Risk-Neutral Probabilities
Candlefocus EditorRisk-neutral probabilities attempt to isolate the effect of uncertainty on the value of an asset or financial holding. By adjusting for risk, these probabilities can give a more accurate representation of the expected asset value.
Calculating risk-neutral probabilities requires making an assumption that there is no arbitrage. Arbitrage is the process of taking advantage of price discrepancies in order to make a riskless profit. If an arbitrage opportunity exists, then the risk-neutral probabilities will be inaccurate because the expected return won't accurately reflect the associated risk level.

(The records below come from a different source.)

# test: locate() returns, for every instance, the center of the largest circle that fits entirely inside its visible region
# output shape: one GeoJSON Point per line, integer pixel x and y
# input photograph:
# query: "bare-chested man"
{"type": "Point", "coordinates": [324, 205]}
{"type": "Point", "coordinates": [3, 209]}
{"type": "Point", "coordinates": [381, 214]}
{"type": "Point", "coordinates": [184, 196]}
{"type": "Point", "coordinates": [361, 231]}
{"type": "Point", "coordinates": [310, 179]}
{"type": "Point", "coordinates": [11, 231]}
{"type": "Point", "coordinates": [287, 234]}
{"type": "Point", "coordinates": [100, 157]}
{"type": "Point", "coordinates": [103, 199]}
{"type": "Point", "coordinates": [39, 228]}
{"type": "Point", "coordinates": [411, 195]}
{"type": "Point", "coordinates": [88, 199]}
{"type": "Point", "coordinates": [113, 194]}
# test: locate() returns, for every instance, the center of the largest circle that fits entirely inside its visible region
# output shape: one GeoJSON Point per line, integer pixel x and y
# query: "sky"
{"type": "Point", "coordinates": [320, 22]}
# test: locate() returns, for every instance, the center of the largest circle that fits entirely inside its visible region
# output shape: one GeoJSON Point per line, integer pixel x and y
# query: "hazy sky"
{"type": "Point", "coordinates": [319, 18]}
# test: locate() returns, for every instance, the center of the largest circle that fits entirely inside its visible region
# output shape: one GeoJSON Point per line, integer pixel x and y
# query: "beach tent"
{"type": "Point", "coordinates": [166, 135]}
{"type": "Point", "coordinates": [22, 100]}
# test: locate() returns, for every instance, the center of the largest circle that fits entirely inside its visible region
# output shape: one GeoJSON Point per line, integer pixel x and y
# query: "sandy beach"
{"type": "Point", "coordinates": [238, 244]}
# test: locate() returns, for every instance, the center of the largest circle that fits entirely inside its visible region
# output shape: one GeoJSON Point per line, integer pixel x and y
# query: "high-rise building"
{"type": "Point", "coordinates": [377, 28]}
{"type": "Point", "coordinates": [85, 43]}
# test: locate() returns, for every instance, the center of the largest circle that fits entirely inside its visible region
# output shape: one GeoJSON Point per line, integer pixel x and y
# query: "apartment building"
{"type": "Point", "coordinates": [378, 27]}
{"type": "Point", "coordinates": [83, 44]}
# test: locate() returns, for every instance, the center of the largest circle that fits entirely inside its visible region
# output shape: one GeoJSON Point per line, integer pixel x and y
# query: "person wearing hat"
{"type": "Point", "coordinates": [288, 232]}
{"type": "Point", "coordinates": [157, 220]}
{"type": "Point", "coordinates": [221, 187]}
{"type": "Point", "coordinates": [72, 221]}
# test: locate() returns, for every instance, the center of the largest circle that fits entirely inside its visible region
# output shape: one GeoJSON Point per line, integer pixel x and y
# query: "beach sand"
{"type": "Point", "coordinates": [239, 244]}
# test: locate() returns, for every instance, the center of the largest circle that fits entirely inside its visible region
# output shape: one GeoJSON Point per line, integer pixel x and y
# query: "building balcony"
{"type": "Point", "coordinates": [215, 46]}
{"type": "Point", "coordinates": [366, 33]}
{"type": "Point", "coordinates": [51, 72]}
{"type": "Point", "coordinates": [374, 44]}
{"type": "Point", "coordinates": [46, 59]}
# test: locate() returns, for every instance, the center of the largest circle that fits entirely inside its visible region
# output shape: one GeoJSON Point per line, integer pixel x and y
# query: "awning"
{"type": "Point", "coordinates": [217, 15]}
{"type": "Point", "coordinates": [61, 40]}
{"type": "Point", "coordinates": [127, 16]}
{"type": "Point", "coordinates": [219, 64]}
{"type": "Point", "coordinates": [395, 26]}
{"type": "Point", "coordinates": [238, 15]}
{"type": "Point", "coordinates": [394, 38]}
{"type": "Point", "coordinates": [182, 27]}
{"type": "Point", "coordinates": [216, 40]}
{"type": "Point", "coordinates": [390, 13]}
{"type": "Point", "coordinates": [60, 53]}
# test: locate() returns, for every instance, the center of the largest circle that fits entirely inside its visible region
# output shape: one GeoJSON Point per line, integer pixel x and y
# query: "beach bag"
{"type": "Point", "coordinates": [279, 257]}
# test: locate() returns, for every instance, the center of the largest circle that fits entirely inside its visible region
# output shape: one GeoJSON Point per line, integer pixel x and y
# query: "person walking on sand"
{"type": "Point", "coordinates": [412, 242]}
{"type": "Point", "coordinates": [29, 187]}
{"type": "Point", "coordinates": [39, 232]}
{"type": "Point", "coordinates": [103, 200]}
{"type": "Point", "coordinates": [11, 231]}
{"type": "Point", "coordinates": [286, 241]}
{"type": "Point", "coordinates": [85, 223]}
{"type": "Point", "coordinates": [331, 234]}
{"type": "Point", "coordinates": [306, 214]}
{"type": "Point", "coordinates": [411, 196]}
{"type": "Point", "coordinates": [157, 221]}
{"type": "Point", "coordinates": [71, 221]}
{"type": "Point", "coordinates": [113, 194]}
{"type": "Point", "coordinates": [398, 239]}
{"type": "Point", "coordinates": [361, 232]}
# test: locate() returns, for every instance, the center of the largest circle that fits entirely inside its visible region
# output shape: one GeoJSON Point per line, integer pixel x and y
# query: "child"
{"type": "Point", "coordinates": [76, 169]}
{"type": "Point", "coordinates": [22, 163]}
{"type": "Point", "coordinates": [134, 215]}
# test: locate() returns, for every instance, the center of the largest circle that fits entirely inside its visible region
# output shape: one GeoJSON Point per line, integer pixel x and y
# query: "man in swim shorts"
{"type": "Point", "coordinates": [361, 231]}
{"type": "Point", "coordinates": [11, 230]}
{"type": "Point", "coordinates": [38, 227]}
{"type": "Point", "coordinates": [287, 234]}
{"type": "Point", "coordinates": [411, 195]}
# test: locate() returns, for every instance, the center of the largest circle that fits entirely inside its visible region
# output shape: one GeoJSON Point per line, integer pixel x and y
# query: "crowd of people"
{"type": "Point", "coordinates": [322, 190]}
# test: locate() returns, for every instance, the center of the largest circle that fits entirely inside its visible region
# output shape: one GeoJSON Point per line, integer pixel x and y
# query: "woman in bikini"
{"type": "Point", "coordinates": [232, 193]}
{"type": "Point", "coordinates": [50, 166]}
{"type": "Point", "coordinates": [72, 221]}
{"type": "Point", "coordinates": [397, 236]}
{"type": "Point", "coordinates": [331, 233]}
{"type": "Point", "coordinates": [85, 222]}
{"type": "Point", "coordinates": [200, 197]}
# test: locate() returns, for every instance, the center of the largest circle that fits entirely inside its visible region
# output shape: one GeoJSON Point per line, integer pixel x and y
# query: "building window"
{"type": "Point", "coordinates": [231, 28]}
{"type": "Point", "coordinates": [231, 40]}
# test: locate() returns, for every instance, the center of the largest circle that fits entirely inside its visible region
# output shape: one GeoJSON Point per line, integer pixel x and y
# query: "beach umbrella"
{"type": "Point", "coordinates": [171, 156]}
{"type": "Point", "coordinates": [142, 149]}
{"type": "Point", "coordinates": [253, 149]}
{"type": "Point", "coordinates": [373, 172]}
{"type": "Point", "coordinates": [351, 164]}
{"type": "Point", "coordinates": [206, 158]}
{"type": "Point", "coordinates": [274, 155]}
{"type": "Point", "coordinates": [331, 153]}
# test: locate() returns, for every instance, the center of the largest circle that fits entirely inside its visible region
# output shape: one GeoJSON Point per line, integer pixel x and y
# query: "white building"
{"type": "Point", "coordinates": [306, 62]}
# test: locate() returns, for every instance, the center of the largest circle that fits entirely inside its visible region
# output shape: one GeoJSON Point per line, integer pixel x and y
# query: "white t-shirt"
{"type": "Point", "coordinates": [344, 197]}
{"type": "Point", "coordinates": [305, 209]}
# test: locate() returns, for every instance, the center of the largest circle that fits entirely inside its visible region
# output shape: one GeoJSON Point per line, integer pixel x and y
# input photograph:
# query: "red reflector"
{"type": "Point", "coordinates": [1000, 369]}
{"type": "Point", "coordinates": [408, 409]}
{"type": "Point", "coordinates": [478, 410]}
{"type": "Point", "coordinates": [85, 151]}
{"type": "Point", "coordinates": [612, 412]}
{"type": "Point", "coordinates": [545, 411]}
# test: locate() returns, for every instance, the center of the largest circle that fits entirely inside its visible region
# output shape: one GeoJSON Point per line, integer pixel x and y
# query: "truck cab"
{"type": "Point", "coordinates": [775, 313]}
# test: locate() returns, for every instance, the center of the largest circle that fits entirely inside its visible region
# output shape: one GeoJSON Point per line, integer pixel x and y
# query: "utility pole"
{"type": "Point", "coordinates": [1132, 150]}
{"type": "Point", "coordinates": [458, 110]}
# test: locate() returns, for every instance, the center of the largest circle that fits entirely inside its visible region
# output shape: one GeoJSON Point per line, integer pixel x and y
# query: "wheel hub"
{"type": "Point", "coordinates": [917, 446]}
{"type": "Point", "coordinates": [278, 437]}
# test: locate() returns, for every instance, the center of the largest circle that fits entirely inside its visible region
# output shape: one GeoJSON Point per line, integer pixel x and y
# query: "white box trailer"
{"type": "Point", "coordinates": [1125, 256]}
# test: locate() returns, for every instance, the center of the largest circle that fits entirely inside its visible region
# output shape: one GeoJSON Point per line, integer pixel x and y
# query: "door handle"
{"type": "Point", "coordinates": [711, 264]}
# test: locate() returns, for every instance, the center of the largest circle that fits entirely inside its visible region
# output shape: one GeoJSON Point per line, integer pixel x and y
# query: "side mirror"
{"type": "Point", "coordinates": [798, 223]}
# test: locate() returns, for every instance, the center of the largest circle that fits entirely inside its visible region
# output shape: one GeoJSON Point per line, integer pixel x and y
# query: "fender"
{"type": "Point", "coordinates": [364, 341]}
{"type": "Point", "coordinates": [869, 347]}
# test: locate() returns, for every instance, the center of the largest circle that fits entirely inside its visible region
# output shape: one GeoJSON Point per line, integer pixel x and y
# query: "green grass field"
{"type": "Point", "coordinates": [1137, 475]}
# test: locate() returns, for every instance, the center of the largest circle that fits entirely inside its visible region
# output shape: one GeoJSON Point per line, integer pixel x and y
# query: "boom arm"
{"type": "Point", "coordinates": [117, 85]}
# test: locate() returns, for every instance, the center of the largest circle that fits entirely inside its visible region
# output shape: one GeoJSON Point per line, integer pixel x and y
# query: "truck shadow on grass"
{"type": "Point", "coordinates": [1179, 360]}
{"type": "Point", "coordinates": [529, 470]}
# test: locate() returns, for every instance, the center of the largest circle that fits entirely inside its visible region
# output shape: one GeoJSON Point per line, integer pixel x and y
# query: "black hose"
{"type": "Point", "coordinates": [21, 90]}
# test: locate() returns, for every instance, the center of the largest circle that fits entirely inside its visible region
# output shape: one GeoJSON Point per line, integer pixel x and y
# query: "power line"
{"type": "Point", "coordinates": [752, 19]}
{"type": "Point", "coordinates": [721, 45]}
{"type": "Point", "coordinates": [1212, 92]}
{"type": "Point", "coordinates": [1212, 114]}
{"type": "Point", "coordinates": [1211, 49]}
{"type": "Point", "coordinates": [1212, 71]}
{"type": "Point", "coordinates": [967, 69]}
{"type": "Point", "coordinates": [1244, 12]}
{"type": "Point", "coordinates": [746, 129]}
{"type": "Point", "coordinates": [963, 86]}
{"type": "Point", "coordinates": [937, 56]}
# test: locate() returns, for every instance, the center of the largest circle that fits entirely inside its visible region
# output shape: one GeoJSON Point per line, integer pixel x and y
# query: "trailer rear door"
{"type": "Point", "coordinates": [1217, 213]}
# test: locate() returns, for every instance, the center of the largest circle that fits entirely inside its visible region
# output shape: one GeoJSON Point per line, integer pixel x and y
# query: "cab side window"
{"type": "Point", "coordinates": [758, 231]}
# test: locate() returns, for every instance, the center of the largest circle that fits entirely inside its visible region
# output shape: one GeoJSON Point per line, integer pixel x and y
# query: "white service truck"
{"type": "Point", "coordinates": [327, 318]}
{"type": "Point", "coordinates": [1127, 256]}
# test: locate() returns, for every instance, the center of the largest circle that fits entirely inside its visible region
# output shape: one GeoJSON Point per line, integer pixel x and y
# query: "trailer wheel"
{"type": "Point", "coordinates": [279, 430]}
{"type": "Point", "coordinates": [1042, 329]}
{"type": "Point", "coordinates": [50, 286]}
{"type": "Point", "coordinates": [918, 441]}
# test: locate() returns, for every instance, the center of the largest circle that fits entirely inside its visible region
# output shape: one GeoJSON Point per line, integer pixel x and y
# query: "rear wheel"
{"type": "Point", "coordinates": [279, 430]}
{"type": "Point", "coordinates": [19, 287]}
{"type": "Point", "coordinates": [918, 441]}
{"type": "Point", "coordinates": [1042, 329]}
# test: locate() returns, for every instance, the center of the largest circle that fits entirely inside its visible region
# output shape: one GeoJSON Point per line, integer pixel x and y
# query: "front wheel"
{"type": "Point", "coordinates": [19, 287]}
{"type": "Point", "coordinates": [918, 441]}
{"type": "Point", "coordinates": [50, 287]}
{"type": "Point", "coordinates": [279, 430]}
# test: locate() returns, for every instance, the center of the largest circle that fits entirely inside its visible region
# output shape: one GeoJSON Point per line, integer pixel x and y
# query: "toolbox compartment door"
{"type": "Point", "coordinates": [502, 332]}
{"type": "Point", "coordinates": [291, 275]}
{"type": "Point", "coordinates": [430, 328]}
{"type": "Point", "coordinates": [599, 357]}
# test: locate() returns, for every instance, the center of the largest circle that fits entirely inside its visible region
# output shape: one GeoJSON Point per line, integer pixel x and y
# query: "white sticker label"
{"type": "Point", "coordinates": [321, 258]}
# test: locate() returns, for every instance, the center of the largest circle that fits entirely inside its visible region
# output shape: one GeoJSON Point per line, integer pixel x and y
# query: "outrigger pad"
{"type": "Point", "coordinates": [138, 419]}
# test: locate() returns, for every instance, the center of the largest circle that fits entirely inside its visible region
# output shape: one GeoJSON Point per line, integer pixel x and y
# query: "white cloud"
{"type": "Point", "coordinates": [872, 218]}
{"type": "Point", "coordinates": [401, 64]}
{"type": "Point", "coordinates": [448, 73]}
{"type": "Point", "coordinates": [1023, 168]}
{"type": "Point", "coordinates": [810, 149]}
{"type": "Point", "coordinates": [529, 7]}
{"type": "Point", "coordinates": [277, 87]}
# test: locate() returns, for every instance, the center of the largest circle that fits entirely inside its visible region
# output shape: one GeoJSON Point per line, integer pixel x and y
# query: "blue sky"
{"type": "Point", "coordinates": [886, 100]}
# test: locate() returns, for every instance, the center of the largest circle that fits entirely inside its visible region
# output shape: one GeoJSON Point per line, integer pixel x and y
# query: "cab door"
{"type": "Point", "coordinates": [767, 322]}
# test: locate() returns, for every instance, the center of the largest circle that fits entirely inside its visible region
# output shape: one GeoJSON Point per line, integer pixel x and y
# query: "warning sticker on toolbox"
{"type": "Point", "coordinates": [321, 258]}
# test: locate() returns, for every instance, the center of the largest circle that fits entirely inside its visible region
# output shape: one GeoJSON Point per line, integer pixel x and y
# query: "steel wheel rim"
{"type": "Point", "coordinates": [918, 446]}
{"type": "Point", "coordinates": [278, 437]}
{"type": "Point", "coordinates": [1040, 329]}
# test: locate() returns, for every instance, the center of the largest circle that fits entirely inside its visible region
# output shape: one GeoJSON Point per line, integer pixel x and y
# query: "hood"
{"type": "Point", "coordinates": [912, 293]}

The concept of risk-neutral probabilities is often used in pricing derivatives. Derivatives are financial instruments whose value is based on an underlying asset. Risk-neutral probabilities are used to price these instruments because they allow for taking into account the possibility of different outcomes and associated risks.
In conclusion, risk-neutral probabilities are used to calculate the expected asset value of financial instruments. Risk-neutral probabilities are adjusted for risk, meaning that the associated expected return reflects the associated riskiness of the asset. In order to accurately calculate risk-neutral probabilities, the assumption that there is no arbitrage must be made. And finally, the concept of risk-neutral probabilities is often used in pricing derivatives.